2.1    Voor de beoordeling van de klacht wordt, gelet op de stukken en hetgeen ter zitting is verklaard, van de volgende vaststaande feiten uitgegaan.

2.2    Klager heeft voor het herberekenen van de door hem op dat moment te betalen kinderalimentatie - € 412,- per maand voor twee van de drie kinderen - contact gezocht met mr. L, de advocaat die de echtscheidingsprocedure voor klager en zijn ex-partner heeft gevoerd. Mr.

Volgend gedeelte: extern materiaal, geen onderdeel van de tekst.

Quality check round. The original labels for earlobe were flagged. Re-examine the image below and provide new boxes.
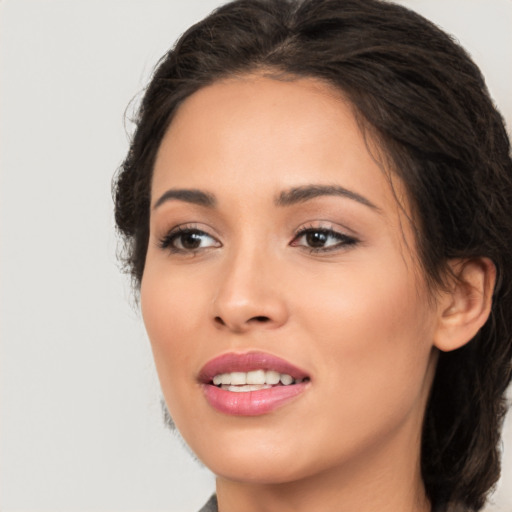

L heeft op basis van de toen actuele financiële gegevens van klager een lager bedrag aan kinderalimentatie berekend, namelijk € 186,- per maand voor twee kinderen. Vanaf oktober 2017 is klager dit lagere alimentatiebedrag gaan betalen.

2.3    In december 2017 is klager door een deurwaarder namens zijn ex-partner verzocht om het hogere bedrag aan kinderalimentatie te betalen, zoals dat tussen hen was overeengekomen in het in 2012 gesloten echtscheidingsconvenant.

2.4    Klager heeft zich daarna voor juridische bijstand gewend tot verweerder. Zijn ex partner heeft zich gewend tot advocaat mr. K.

2.5    Per 1 juli 2018 is verweerder veranderd van kantooradres.

2.6    Mr. K heeft namens haar cliënte stukken aan verweerder op zijn voormalige kantooradres gezonden. Daarop heeft verweerder niet gereageerd.

2.7    Namens de ex-partner is in december 2018 beslag gelegd op het loon van klager in verband met vermeende achterstallige kinderalimentatie.

2.8    Daarna heeft verweerder voor klager een herberekening gemaakt, die neerkwam op een veel hoger door klager te betalen bedrag aan kinderalimentatie, € 605,- per maand voor twee kinderen. Op basis van zijn herberekening heeft verweerder klager afgeraden om een procedure tot wijziging van kinderalimentatie te beginnen.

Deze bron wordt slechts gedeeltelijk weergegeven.